Evaluating Zero‑Shot and One‑Shot Adaptation of Small Language Models in Leader‑Follower Interaction

Published in Paper submitted to BioRob 2026 - The preprint version will be made available soon., 2026

Leader–follower interaction is a central paradigm in human–robot interaction (HRI). Yet, assigning roles in real-time remains challenging for resource-constrained mobile and assistive robots. While large language models (LLMs) have shown promise for natural communication, their size and latency limit on-device deployment. Small language models (SLMs) offer a potential alternative, but their effectiveness for role classification in HRI has not been systematically evaluated. In this paper, we present the first benchmark of SLMs for leader–follower communication, introducing a novel dataset derived from a published database and augmented with synthetic samples to capture interaction-specific dynamics.
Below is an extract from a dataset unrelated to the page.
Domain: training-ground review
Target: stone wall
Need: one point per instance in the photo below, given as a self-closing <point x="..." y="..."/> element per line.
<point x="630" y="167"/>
We investigate two adaptation strategies: prompt engineering and fine-tuning. Both are studied under zero-shot and one-shot interaction modes. Experiments with Qwen2.5-0.5B reveal that fine-tuning achieves robust classification performance (up to 84.8\% accuracy) while maintaining low latency (around 18 ms per sample), outperforming both baseline and prompt-engineered approaches. Prompt engineering yields modest improvements over the baseline but remains sensitive to input ambiguity. These findings demonstrate that fine-tuned SLMs provide a potentially effective and efficient solution for leader–follower role assignment.